Scalia |
You should definitely take the time to read Jennifer Senior’s
interview with Antonin Scalia and Dalia Lithwick’s reaction to it. Regarding
the former, to paraphrase Art Linkletter, Supreme Court justices say the
darnedest things. A sampling (Senior’s words are in bold):
- "[I]f a state enacted a law permitting flogging, it is immensely stupid, but it is not unconstitutional."
- "I’m a damn good poker player." … Do you have a tell? "What?" A tell. "What’s a tell?" What’s a tell? Are you joking? "No."
- "I even believe in the Devil." You do? "Of course! Yeah, he’s a real person. Hey, c’mon, that’s standard Catholic doctrine! Every Catholic believes that. … My God! Are you so out of touch with most of America, most of which believes in the Devil? I mean, Jesus Christ believed in the Devil! It’s in the Gospels! You travel in circles that are so, so removed from mainstream America that you are appalled that anybody would believe in the Devil!"
Lithwick
highlights a part of the interview in which Scalia says he suspects he has gay
friends, but that none have come out. “Stop
and consider,” she writes, “for a moment, how difficult it would be in a major
American city in 2013 to construct a social world in
which you might not know anybody who’s openly gay.” (I wonder, by the way, if this aspect of Scalia’s world
has changed as a result of his comments.)
Lithwick quotes Senior as saying of the
interview:
“It's embarrassing, but the overlap between our worlds is almost nonexistent. It explains why the left and the right both responded so enthusiastically to this piece. Each side sees its own view, affirmed. One sees a monster and the other sees a hero. It's extraordinary, actually. The O'Reilly constituents think he's speaking sense; the Jon Stewart vote thinks virtually everything the guy says is nuts.”
Paglia |
I
commented on Facebook yesterday that Scalia’s interview style reminded me of
Camille Paglia. I was not entirely joking. There’s the commonality of style: Both of them dogmatically
assert preposterous notions with great brio – Paglia, that there is a worthwhile distinction to be made between Madonna’s Great Art and Miley Cyrus’
debased juvenility; Scalia, that voting rights are a “racial entitlement.” Both
clearly enjoy twitting conventional wisdom, both relish their iconoclasm.
I
think there is also a commonality of substance. Both are fundamentally
anti-Enlightenment thinkers, whose views strike at key contemporary assumptions about civil society. Scalia believes Catholic dogma is literally true, and
that anyone who doesn’t realize this is misguided and a danger to
social order. Paglia believes the Enlightenment-inspired projects of present times (e.g., liberalism and feminism) stifle thinking and prevent people from seeing clearly the
roiling storms of sex and violence that percolate through Western art and, in
her view, largely define what we are. Both, in short, believe the Enlightenment dramatically misjudges and shortchanges the passions.
After that, to be sure, they diverge; Scalia believes passions must be channeled by religion, while Paglia believes they'll find expression in art and culture, whether you want them to or not.

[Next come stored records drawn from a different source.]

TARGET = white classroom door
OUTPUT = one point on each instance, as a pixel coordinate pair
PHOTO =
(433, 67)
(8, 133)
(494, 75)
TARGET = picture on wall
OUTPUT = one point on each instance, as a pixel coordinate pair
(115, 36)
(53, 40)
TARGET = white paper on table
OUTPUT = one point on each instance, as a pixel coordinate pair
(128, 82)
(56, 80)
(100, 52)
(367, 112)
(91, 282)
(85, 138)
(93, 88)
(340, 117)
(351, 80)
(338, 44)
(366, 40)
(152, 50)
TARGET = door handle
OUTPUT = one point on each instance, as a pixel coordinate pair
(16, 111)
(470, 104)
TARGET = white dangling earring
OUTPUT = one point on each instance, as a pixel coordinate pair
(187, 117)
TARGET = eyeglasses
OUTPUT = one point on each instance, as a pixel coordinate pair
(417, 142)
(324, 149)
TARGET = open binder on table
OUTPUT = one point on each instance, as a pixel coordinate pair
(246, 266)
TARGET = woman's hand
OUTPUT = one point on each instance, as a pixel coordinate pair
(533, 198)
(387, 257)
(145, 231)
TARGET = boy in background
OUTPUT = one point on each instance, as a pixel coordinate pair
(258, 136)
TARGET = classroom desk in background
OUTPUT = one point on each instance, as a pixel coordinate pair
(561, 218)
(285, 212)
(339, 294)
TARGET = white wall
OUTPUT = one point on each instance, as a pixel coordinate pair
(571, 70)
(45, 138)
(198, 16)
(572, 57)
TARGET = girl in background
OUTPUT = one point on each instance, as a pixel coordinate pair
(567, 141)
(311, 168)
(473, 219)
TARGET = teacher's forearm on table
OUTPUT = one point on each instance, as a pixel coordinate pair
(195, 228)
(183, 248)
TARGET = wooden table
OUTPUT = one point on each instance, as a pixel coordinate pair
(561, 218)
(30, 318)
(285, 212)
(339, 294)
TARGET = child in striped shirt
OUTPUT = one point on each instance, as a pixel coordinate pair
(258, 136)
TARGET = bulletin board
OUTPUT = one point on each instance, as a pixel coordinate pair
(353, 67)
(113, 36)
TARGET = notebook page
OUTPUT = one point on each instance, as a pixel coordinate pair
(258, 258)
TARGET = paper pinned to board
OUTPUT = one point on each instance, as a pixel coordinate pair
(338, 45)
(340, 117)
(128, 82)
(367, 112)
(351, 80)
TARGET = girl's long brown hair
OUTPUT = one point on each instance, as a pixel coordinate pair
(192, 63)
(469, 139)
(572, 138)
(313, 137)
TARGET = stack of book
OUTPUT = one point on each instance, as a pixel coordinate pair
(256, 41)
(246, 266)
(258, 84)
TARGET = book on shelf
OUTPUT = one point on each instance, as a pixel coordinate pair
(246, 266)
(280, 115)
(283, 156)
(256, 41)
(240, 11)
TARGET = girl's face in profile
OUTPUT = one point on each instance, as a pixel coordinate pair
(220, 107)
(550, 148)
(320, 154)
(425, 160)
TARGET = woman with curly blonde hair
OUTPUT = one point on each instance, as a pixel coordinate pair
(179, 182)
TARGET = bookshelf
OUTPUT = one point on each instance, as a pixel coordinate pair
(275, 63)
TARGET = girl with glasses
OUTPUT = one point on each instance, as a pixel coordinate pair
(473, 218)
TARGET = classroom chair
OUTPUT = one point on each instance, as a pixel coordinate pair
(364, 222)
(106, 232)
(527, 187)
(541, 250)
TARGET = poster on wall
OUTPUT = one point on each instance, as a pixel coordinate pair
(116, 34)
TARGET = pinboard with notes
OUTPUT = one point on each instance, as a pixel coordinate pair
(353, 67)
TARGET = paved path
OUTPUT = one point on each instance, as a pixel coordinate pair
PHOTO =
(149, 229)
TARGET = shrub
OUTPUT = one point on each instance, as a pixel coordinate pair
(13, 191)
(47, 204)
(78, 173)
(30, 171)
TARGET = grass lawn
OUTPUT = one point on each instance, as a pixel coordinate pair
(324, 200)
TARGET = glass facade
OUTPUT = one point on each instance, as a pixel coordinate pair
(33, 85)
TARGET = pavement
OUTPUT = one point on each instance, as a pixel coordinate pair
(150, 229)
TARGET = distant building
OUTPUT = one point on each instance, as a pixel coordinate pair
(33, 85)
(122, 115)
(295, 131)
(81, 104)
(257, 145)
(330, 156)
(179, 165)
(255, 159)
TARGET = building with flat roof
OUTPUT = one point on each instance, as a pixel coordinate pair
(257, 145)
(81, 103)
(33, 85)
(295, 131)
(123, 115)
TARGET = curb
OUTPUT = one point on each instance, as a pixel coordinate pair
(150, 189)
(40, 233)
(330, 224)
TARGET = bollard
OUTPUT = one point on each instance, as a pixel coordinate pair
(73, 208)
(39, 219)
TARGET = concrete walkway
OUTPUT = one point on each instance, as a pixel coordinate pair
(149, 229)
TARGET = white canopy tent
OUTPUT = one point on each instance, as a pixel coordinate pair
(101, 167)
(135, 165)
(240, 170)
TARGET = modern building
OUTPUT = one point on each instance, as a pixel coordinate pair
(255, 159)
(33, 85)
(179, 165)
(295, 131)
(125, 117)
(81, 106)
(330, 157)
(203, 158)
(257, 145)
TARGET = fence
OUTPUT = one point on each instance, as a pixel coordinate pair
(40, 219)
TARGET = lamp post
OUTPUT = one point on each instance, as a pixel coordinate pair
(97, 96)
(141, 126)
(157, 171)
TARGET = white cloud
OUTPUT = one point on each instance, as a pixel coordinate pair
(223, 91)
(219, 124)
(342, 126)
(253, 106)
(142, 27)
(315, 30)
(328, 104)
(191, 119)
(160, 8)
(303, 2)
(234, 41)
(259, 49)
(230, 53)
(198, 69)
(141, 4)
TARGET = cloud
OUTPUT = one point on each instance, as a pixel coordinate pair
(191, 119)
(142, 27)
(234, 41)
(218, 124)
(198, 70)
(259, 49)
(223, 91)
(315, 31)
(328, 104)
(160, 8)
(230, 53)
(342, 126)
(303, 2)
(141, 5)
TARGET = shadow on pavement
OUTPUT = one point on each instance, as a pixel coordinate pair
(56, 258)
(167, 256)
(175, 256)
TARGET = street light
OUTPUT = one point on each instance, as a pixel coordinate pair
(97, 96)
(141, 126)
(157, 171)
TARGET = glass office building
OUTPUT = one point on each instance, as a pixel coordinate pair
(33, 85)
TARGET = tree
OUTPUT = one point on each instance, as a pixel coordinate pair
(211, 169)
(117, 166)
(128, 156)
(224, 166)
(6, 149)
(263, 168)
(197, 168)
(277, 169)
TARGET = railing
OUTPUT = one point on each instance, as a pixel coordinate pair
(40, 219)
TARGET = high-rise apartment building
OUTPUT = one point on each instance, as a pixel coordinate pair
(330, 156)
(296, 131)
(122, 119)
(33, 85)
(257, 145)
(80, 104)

After that, to be sure, they diverge; Scalia believes passions must be channeled by religion, while Paglia believes they'll find expression in art and culture, whether you want them to or not.
I happen to think they push their premises far past the point of plausibility. (Camille, do you really believe the Marquis de Sade understood human nature more deeply than Hume and Locke? You want "argle bargle," Antonin, try parsing the doctrine of the Trinity.) But those are the premises they have, and they're the reason they say what they do.